The paper promises tagging--this is just the labeling of audio, which is referred to as “tagging” in the context of audio--of environmental audio using a deep network of learned features. A multi-label approach learned using a deep network is proposed. The training starts with a set of weak labels. Unlabeled data is also labeled.
Asymmetric deep denoising auto-encoders (asyDAEs) (weights not tied between input and output) and symmetric deep denoising auto-encoders (syDAEs) (weights tied between input and output) are proposed for feature learning. Error in reconstruction is smaller when a syDAE is used. Deep neural networks (DNNs) are trained using chunk-level rather than frame-level labels.

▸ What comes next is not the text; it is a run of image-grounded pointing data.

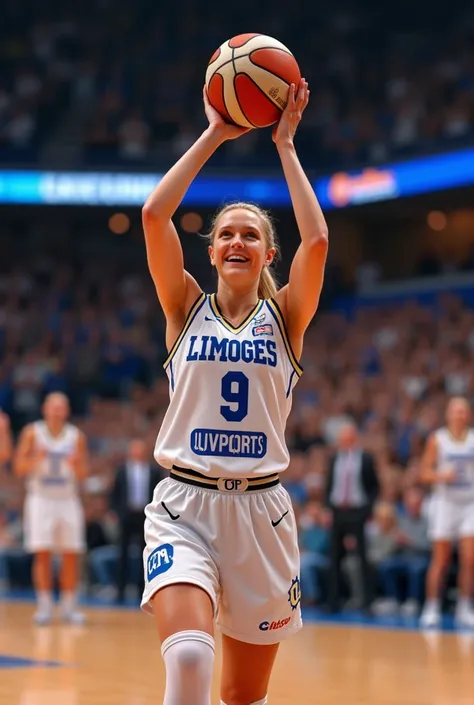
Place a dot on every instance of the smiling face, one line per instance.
(458, 414)
(241, 247)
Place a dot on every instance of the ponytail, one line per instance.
(267, 287)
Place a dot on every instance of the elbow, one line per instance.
(149, 212)
(152, 213)
(318, 244)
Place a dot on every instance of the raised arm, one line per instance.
(6, 444)
(25, 458)
(176, 288)
(300, 297)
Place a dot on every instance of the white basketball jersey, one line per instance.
(230, 393)
(457, 455)
(53, 477)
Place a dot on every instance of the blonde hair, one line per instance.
(267, 285)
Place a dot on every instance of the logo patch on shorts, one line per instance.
(294, 593)
(159, 561)
(270, 626)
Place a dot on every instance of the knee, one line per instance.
(189, 657)
(188, 653)
(239, 695)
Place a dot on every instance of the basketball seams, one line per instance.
(249, 39)
(223, 89)
(288, 53)
(238, 99)
(259, 75)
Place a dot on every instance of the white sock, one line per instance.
(260, 702)
(45, 600)
(68, 602)
(433, 605)
(189, 660)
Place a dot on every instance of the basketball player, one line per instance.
(448, 466)
(52, 455)
(221, 533)
(6, 445)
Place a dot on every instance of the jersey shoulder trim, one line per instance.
(224, 322)
(278, 316)
(197, 305)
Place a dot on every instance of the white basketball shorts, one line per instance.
(450, 520)
(240, 547)
(53, 524)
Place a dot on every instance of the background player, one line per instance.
(52, 454)
(208, 548)
(6, 445)
(448, 465)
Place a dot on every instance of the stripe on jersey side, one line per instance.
(197, 305)
(171, 376)
(227, 325)
(277, 315)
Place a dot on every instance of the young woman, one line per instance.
(220, 532)
(448, 466)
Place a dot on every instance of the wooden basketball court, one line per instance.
(115, 660)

Is it at all possible to get ground truth at the frame level? Even if it is manually annotated, different annotators will have different results, especially at the frame level. The compression seems pretty good, though, since the reconstruction error is small, but this has been used as part of the criterion function itself.

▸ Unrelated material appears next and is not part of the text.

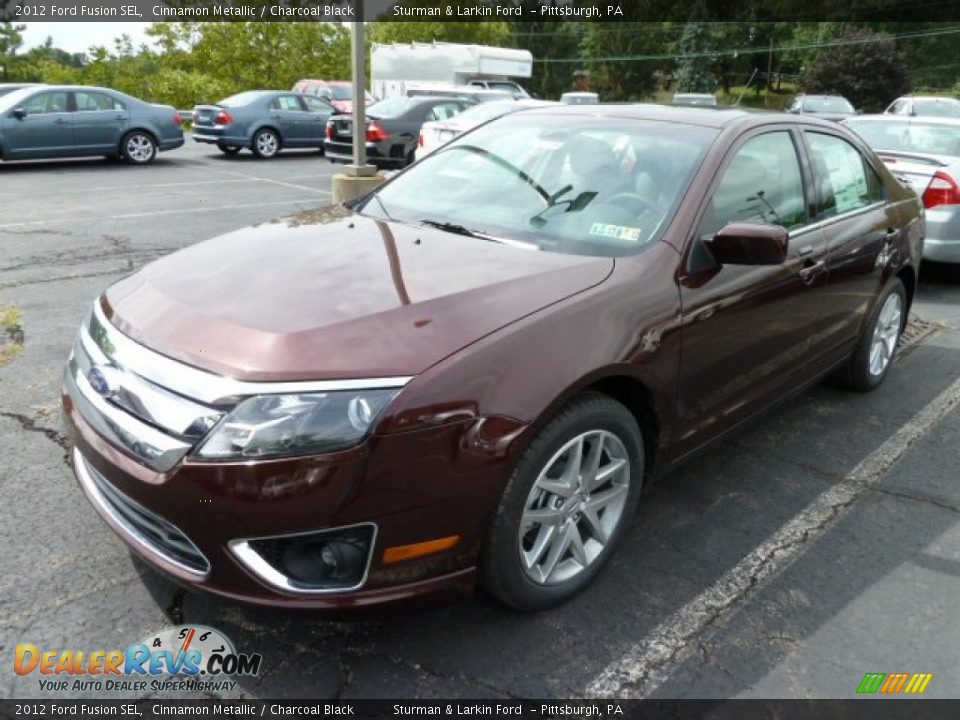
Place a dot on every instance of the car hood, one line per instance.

The idea of deep principal component analysis (PCA) is nice. However, how different is this from nonlinearly transforming the data and then using standard PCA?

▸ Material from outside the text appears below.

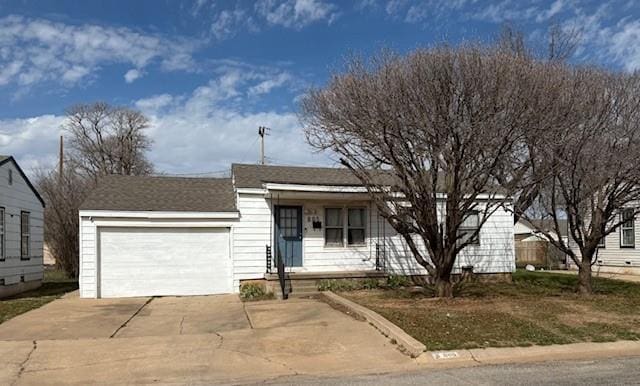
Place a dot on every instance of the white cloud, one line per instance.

Why is this robust? I do not see a significant improvement in equal error rate (EER) in table 3. The statistical t-test is the only convincing answer. Many techniques are pretty close. The proposed approach seems to fare better on male speech.
The formula for the F-measure is wrong; recall should be in the denominator.
Finally, the paper falls short on one point. The claim of robustness is made based on some empirical studies. There is no effort to understand what the syDAEs/asyDAEs are learning. One spectrogram shows that the noise is smoothed, but this will happen with any low-pass filter. Importantly, I would have liked to see an interpretation of DAE-DNN learning vis-à-vis the different types of sound; highlighting EERs based on the lowest is sometimes wrong in table 3.